The organic structures to which DNA belongs are even more impressively
structured, requiring a vast amount of building blocks and connections.
The body of an animal is hugely complex,
in comparison to what existed before stars.
A brain has more nodes and connections than anything found in inanimate nature.
Consider further the complex human web formed by a tangled network of
billions of those brains, with their societies, inventions, and
adaptations that can accomplish astounding technological feats.
You begin to understand the pattern of rising complexity
that unites 13.8 billion years of history and all beds of knowledge.
This continuum goes all the way back to the life forms that invent technologies,
the organic molecules that make up the life forms,
the chemical elements that make up the molecules, and
even further, the protons, neutrons, and electrons which come together
to form the emergent properties of a simple chemical element itself.
Going deeper,
we have the emergent properties of quarks when they come together to form a proton.
All of these structures breed traits and
qualities that are far more than the sum of their parts.
And these emergent properties beget more emergent properties.
You might well ask what does all of this inanimate emergent science stuff
have to do with innovation in human society and our own lives?
Well, unlike the universe, the solar system, and life, which came together by
the crashing together of blind ingredients operating under the laws of physics,
we humans have the ability to direct innovation, to direct emergence.

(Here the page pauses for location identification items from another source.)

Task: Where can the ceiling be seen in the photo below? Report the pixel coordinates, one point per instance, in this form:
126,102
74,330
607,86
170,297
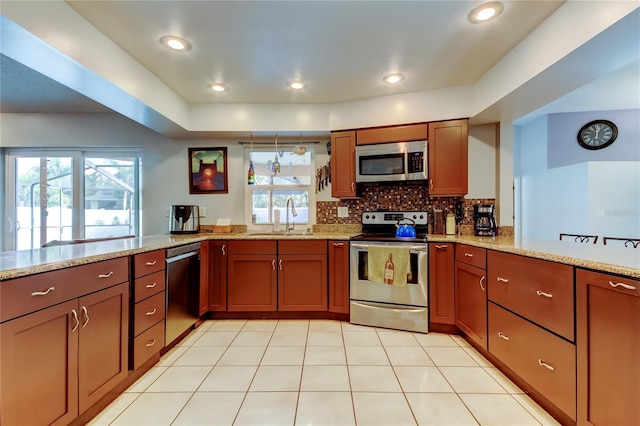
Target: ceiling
340,49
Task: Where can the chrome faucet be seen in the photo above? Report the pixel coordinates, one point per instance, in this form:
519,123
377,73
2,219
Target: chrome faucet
288,229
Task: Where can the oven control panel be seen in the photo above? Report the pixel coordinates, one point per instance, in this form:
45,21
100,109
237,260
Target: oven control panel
391,218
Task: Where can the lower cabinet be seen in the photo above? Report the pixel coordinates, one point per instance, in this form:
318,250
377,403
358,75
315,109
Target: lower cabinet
608,349
542,359
471,302
339,277
442,301
58,361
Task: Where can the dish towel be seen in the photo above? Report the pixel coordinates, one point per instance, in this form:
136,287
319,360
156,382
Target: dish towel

This is because, thanks to our consciousness and our collective learning,
we sit atop one of the most complex systems ever, global society.
With the power to direct innovation, to anticipate and design for
it, it helps if we understand the fundamentals of innovation.
We must seek out different building blocks to combine
in order to create outcomes that are greater than the sum of their parts.
This will go for any innovation or
solution to a complex problem that you can conceive.
You must figure out what the component parts to innovation are,
anticipate its effects, and figure out how to organize,
mobilize, and bring all those variables together to produce the desired results.
Whether the process is blind or directed, the fundamentals are the same.
Regardless of whether you are seeking to invent a new technology,
devise a new policy to a big problem, come up with a business plan that is good for
you and the economy, or come up with a form of literature or
art that will resonate with your audience, you are always engaging in the same thing,
the creation of new emergent properties.
You are engaging in a process that is as old as the universe itself,
but with a little more gusto and advantage than most emergents,
given to you by one very important tool, your mind.
So identify those building blocks and see what emerges.